I fattori che frenano l’accesso agli antibiotici essenziali

Un editoriale su Clinical Microbiology and Infection fa il punto sui problemi che spesso limitano l’accesso dei pazienti a una categoria di farmaci essenziali come gli antibiotici. Ancor più grave se si considera che il problema riguarda soprattutto le formulazioni pediatriche destinate a curare neonati e bambini. La posizione è stata firmata da Céline Pulcini, segretaria della Società europea di Microbiologia clinica e Malattie infettive (ESCMID) insieme a in gruppo di esperti internazionali che rappresentano diverse organizzazione scientifiche del Vecchio Continente.

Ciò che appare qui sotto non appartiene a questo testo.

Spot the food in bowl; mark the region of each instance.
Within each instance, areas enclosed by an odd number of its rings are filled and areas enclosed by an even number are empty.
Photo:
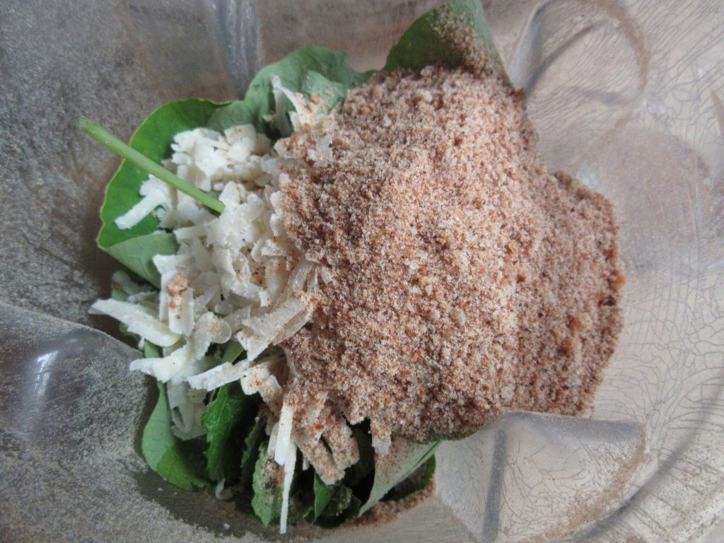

Il primo problema citato dagli autori è lo scarso profitto che le aziende farmaceutiche traggono da questo tipo di prodotti rispetto ai molto più remunerativi antibiotici di nuova generazione. Il riferimento è a principi attivi quali le penicilline, la colistina, la IV fosfomicina e a molti altri inseriti nella lista WHO dei farmaci essenziali. “Questi sono farmaci disponibili da molti anni, ma che sono ancora efficaci per trattare condizioni come le infezioni della pelle, la cistite o il mal di gola. Alcuni di essi giocano anche un ruolo nel contrastare i batteri multi-resistenti. I loro brevetti, tuttavia, sono scaduti molti anni fa e i produttori potrebbero vederli come prospetti meno attraenti da registrare e commercializzare nei diversi paesi”, ha commentato Céline Pulcini.

Le alternative a questi trattamenti “antiquati” è il ricorso ad antibiotici di più recente sviluppo, ma che potrebbero anche risultare meno efficaci in alcune situazioni, oltre a presentare maggiori effetti collaterali, tra cui gli autori sottolineano la possibilità che incoraggino la moltiplicazione dei batteri resistenti.

Gli alti costi di registrazione su paesi multipli accoppiati a terapie di corto periodo e al fatto che questi prodotti sono oggi commercializzati come generici a basso costo sarebbero, per la task force, i principali motivi che spiegano come mai una ventina dei trentatré antibiotici più anziani sono venduti in soli venti paesi. Una situazione a cui si aggiungono anche i frequenti casi di mancanza di prodotto sul mercato; 148 casi nei soli Stati Uniti nel periodo 2001-2013, si legge nell’articolo.

La criticità della situazione dovrebbe chiamare in campo l’azione diretta dell’Organizzazione mondiale della sanità e della Commissione Europea, suggerisce il gruppo di lavoro. “Se non viene assunta nessuna azione perderemo questi antibiotici eccellenti e relativamente poco costosi, che sono necessari su base giornaliera per trattare a livello mondiale le infezioni batteriche comuni. Finiremo, invece, per usare antibiotici meno efficienti, che portano a esiti clinici peggiori per i pazienti e che aggiungono il problema dell’antibiotico resistenza”, ha dichiarato Pulcini.